Tips on Using the HTML Data Refinery
The HXML (HTML Data Refinery) tool creates a set of "globalized" XML template files and a "lingo" XML file containing attributed tags and script. (You can either do a global search for localizable text, or insert custom attributes for tags that are to be localized.) The localized versions of the lingo files can be recombined with the globalized XML templates to create the "final" HTML versions.
The Pitfalls of HXML
There are several issues with the HXML tool that have yet to be resolved. We have found that:
- HTML must be written using HTML AutoLayout (HAL) rules. The localized HTML will not resize properly otherwise.
- Most of the time, HTML encoding is your friend. It is normally better to convert reserved characters that may be interpreted by the XML parser as entities (&) or subelements (<...>) into entity format ("&", "<", and ">" respectively). However, when storing HTML and SCRIPT text in an XML file, reserved characters may be very important—the U(nderlines) in the LABEL tags, for instance. Unfortunately, there is no way (that we know of) to disable HTML encoding of element text by XML. Consequently, script that is not to be localized should be removed from the source files. Use <SCRIPT SRC=...> to include the script.
- TITLE tags cannot be automatically extracted from the HTML source files because they do not support custom attributes and the LID attribute is ignored. A bug has been filed against the Internet Explorer parser for this. For the time being, you will have to copy the LID attribute from your HTML source file to the globalized XML template by hand after a build.
- Script execution must be disabled in the browser during the build process. If the script is allowed to run, it can make modifications to the page during the window.onload event (such as preloading form fields from a database). Programmatic changes to the HTML hierarchy will be copied to the template file when it is saved.
- Simple replacement of lingo terms is inadequate for some locales. (Consider the difference in address conventions between the United States and Japan.) We don't have a good story for this sticky problem yet.

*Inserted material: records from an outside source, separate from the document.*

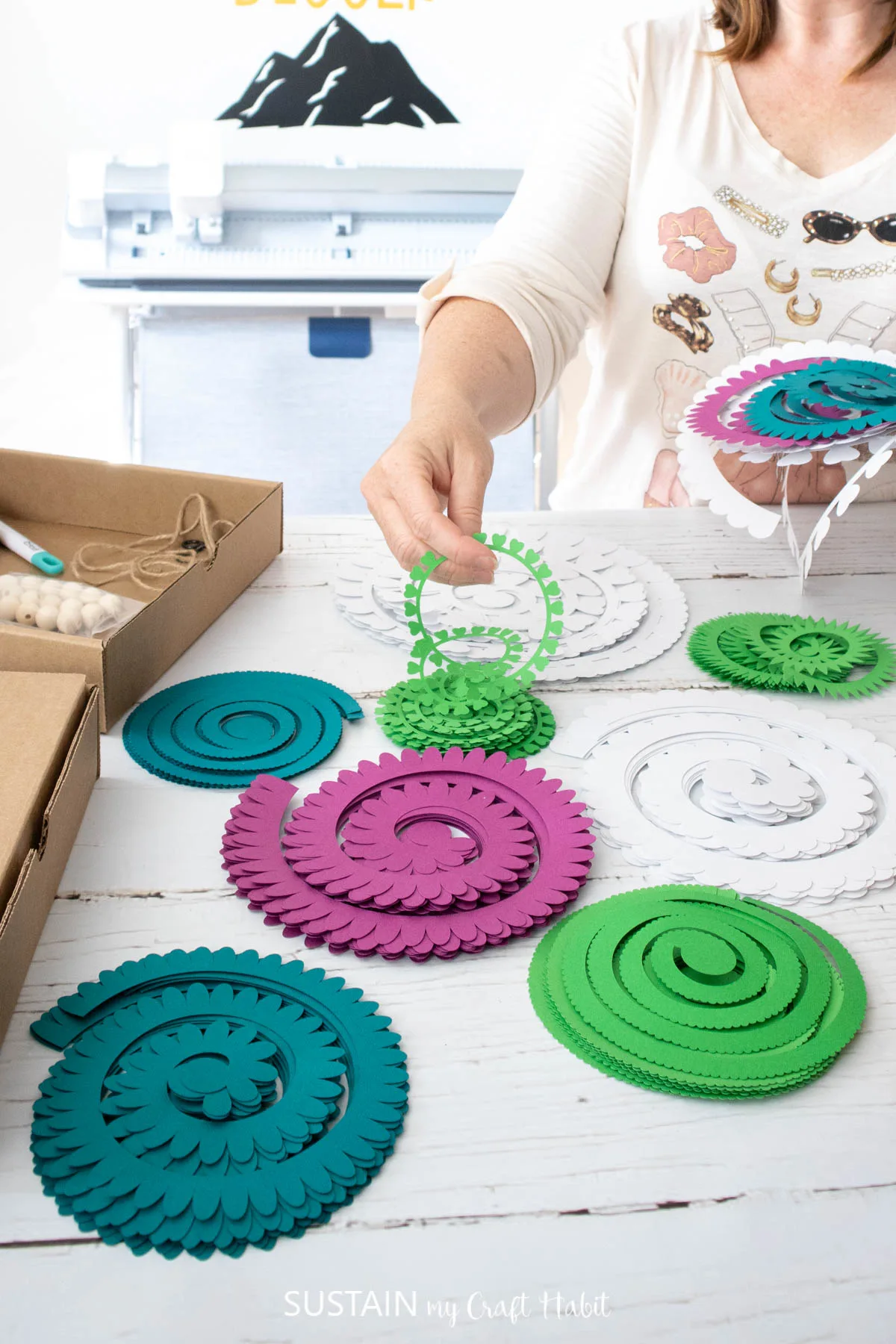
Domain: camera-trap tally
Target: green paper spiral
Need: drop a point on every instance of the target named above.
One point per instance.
(467, 706)
(430, 648)
(780, 652)
(697, 991)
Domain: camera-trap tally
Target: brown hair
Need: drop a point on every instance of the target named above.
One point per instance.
(748, 27)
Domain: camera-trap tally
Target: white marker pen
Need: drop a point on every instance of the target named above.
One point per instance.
(30, 551)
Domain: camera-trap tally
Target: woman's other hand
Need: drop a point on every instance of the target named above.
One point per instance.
(665, 490)
(763, 483)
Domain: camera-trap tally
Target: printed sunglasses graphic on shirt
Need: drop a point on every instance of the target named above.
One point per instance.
(829, 226)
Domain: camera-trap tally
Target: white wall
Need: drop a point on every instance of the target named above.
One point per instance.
(114, 74)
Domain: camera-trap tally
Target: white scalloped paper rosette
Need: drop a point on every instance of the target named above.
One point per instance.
(736, 791)
(706, 483)
(621, 609)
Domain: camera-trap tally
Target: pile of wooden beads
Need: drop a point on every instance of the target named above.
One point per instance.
(58, 604)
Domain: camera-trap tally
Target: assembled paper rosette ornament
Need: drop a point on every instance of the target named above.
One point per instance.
(474, 705)
(827, 402)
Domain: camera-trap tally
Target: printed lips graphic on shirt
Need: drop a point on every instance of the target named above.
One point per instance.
(712, 257)
(341, 78)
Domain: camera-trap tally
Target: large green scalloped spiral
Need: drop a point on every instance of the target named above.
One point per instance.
(196, 1107)
(697, 991)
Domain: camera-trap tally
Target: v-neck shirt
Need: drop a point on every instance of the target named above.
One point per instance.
(656, 222)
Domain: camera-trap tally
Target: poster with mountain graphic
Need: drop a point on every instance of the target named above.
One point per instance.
(340, 78)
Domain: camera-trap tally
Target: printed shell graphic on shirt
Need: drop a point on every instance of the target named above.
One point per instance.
(677, 385)
(341, 78)
(696, 245)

- The NLS component is required to format data for display in a particular locale. SQL does this already with dates, but doesn't provide locale-specific formatting for numbers or currency. (Moreover, currency formatting requires XML data for exchange rates.) We have yet to come upon a "safe" solution for the reverse procedure, accepting user input from one locale and converting it back into the locale of the database.
- ASP source files are not supported, because the XML parser does not recognize <%..%> tags.
- The character set is set automatically for all the globalized template pages, but you may still have to set the Session.CodePage attribute of the IIS server for some languages (like Japanese) to display properly. This may be related to the fact that some code pages aren't handled well by the XML parser. You have to encode these languages.
- The tool itself still has a few problems with user interface and error handling. We hope to have these worked out in a later version.
- Non-breaking space entities ( ) are converted to special white space characters by the HTML DOM. These characters are saved as hard spaces in the converted XML template files, and can appear as garbage characters after the build with some code pages.
HXML Settings Used by the BDG
Here are the HXML Conversion Options used by the BDG to create the globalized XML templates from the source application:
- General. Convert to XML, without URL auto-completion. Use "LID" as the localization ID attribute.
- Custom Attributes. Four custom attributes were used: L_NAME, required, validator, and VIEWASTEXT.
- Always Close. Always close the following tags when converting to XML: APPLET, BODY, DIV, FIELDSET, FRAMESET, IFRAME, OBJECT, SCRIPT, SELECT, SPAN, TABLE, TD, TEXTAREA, TITLE, and TR.
- Lingo. Save localizable text into the lingo file, and strip text and attributes from the source file. The following attributes were used: accessKey, alt, L_NAME, src, title, and value.